Buch 10: Atheistische Anthologie

Literaturgeschichte des Atheismus mit Originaltexten und Buchverweisen

Diskurs 10.620


Feuerbach, Ludwig.
Die Religion in ihrer Übereinstimmung mit dem Wesen des Menschen (1841)

(1) Der Text aus   DAS WESEN DES CHRISTENTUMS (1841):

Ludwig Feuerbach
Die Religion in ihrer Übereinstimmung
mit dem Wesen des Menschen

Ludwig Feuerbach

Das Wesen des Christentums

Die Religion ist das bewusstlose Selbstbewusstsein des Menschen. In der Religion ist dem Menschen sein eignes Wesen Gegenstand, ohne dass er weiß, dass es das seinige ist; das eigne Wesen ist ihm Gegenstand als ein andres Wesen. Die Religion ist die Entzweiung des Menschen mit sich: Er setzt sich Gott als ein ihm entgegen gesetztes Wesen gegenüber. Gott ist nicht, was der Mensch ist – der Mensch nicht, was Gott ist. Gott ist das unendliche, der Mensch das endliche Wesen, Gott vollkommen, der Mensch unvollkommen, Gott ewig, der Mensch zeitlich, Gott allmächtig, der Mensch unmächtig, Gott heilig, der Mensch sündhaft. Gott und Mensch sind Extreme: Gott das schlechthin Positive, der Inbegriff aller Realitäten, der Mensch das schlechthin Negative, der Inbegriff aller Nichtigkeiten.

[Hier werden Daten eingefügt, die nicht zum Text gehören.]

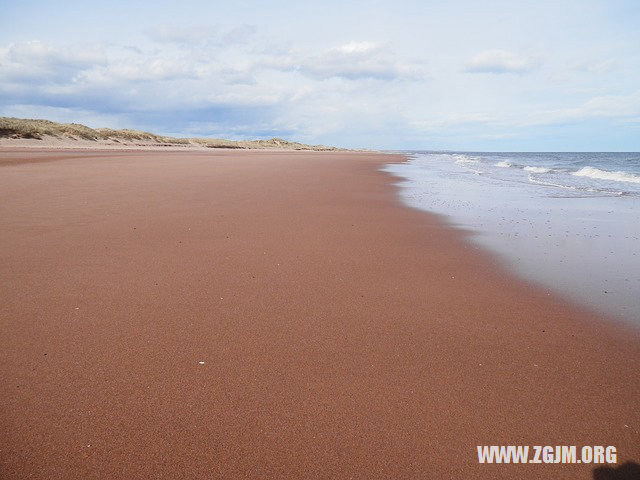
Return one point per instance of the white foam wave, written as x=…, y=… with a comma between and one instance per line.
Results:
x=598, y=174
x=537, y=169
x=550, y=184
x=503, y=164
x=463, y=159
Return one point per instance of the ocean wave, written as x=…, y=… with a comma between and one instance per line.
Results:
x=503, y=164
x=599, y=191
x=598, y=174
x=463, y=159
x=537, y=169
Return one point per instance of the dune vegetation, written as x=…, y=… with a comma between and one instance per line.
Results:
x=22, y=128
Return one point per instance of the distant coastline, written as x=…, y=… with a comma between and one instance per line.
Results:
x=17, y=132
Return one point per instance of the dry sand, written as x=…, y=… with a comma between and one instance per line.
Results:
x=227, y=314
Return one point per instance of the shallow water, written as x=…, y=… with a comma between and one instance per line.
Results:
x=568, y=221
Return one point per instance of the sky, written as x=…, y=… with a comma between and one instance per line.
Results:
x=401, y=75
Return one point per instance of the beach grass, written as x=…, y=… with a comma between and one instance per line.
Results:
x=38, y=129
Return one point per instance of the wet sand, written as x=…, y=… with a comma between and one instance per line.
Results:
x=236, y=314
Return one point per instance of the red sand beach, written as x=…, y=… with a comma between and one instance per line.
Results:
x=234, y=314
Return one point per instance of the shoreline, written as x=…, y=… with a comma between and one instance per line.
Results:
x=353, y=335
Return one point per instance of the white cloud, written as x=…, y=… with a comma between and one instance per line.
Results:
x=500, y=61
x=38, y=61
x=357, y=60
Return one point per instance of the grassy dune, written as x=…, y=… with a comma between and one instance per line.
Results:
x=22, y=128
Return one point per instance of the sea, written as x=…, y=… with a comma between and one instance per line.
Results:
x=569, y=222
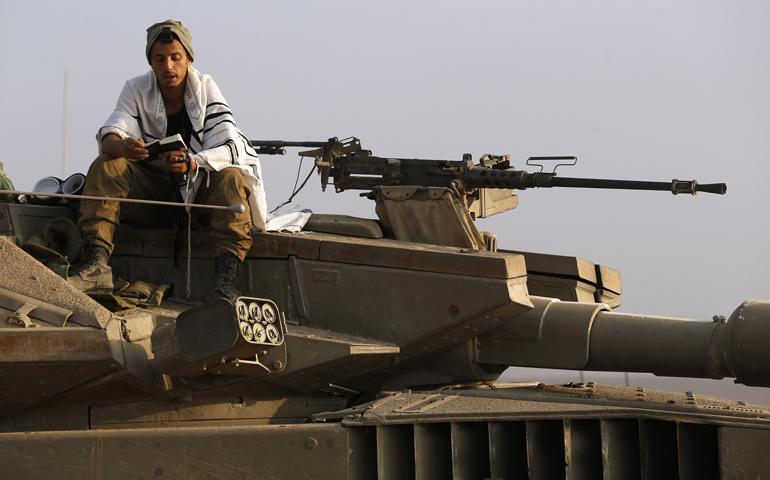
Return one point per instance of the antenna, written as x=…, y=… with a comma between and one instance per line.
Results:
x=64, y=129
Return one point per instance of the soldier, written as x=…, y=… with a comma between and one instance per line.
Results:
x=219, y=168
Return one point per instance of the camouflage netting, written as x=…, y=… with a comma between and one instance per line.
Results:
x=22, y=274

Aber der Mensch vergegenständlicht in der Religion sein eignes geheimes Wesen. Es muss also nachgewiesen werden, dass auch dieser Gegensatz, dieser Zwiespalt, mit welchem die Religion anhebt, ein Zwiespalt des Menschen mit seinem eignen Wesen ist.

Die innere Notwendigkeit dieses Beweises ergibt sich übrigens schon daraus, dass, wenn wirklich das göttliche Wesen, welches Gegenstand der Religion ist, ein andres wäre als das menschliche, eine Entzweiung, ein Zwiespalt gar nicht stattfinden könnte. Ist Gott wirklich ein andres Wesen, was kümmert mich seine Vollkommenheit? Entzweiung findet nur statt zwischen Wesen, welche miteinander zerfallen sind, aber eins sein sollen, eins sein können und folglich im Wesen, in Wahrheit eins sind. Es muss also schon aus diesem allgemeinen Grund das Wesen, mit welchem sich der Mensch entzweit fühlt, ein ihm eingeborenes Wesen sein, obwohl es zugleich anderer Beschaffenheit sein muss als das Wesen oder die Kraft, welche ihm das Gefühl, das Bewusstsein der Einheit, der Versöhnung mit Gott, oder, was eins ist, mit sich selbst gibt.

Dieses Wesen ist die Intelligenz – der Verstand. Gott als Extrem des Menschen gedacht, ist das objektive Wesen des Verstandes. Das reine, vollkommene, mangellose göttliche Wesen ist das Selbstbewusstsein des Verstandes, das Bewusstsein des Verstandes von seiner eigenen Vollkommenheit.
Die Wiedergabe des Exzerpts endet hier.